Wuillis Azuaje berusia 39 tahun dan sedang belajar untuk meraih gelar dalam bidang Hukum Kanonik. Dia berasal dari Venezuela, di mana, Insya Allah, dia akan kembali pada bulan Juni ketika dia menyelesaikan gelar terakhirnya. tentu saja.

Pertama kali menyeberangi Atlantik

Ketika Wuillis Azuaje (Trujillo-Venezuela1981) tiba di Pamplona pada tanggal 13 September 2018. Ini adalah pertama kalinya saya menyeberangi Atlantik. Dua orang teman dari San Miguel Residence di ibu kota Navarre menunggunya pada Kamis malam itu di stasiun bus di ibu kota Navarrese.

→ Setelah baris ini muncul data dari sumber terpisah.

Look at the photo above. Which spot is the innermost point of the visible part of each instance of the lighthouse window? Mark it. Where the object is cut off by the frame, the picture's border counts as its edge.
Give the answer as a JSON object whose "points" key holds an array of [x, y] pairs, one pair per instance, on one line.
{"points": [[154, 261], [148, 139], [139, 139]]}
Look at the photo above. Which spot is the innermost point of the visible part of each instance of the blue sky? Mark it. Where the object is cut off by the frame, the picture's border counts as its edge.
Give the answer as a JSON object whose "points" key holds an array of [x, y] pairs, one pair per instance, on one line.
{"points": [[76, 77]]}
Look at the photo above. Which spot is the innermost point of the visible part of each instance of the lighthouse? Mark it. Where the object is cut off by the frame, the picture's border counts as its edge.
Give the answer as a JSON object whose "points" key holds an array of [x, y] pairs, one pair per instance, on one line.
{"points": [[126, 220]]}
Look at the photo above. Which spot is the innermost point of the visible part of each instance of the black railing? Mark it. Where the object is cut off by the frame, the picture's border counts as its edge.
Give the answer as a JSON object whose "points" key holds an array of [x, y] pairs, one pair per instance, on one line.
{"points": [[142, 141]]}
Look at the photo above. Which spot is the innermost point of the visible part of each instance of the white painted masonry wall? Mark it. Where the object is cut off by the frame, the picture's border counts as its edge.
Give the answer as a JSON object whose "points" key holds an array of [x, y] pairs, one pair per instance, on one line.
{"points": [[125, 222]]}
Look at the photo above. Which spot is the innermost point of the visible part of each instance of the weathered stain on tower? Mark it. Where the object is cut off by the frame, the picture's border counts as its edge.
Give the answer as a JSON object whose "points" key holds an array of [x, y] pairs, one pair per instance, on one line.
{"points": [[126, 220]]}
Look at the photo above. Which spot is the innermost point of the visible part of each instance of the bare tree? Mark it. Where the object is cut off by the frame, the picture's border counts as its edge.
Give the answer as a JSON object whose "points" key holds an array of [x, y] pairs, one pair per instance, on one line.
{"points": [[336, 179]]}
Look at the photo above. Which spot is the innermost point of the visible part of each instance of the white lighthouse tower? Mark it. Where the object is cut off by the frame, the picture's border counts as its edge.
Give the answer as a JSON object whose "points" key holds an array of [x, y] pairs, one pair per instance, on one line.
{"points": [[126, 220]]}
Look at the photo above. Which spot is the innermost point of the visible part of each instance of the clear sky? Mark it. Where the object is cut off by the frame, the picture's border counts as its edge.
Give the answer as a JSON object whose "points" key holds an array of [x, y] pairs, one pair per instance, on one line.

Sebagai orang Venezuela, dia terpesona oleh karakter orang-orang Navarrese.Banyaknya orang yang terlihat berjalan-jalan di jalanan dan banyaknya gereja-gereja indah di kota ini. Juga jumlah Ekaristi yang dirayakan setiap hari di parokinya (San Miguel): "Sembilan setiap hari".

Kanonik pertama di keuskupannya

Saat ini ia berada di tahun terakhir studinya di bidang Hukum Kanonik dan ketika ia kembali ke Puerto Cabello, kota di mana ia menjadi pastor paroki sebelum belajar di Universitas Navarra, ia akan menjadi kanonis pertama di keuskupannya.

Wuillis Azuaje adalah anak ketujuh dari delapan bersaudara dan meskipun ia dididik dalam agama Katolik dan bahkan memiliki beberapa kerabat yang menjadi imam, ia mengatakan bahwa ia menemukan panggilannya sedikit demi sedikit.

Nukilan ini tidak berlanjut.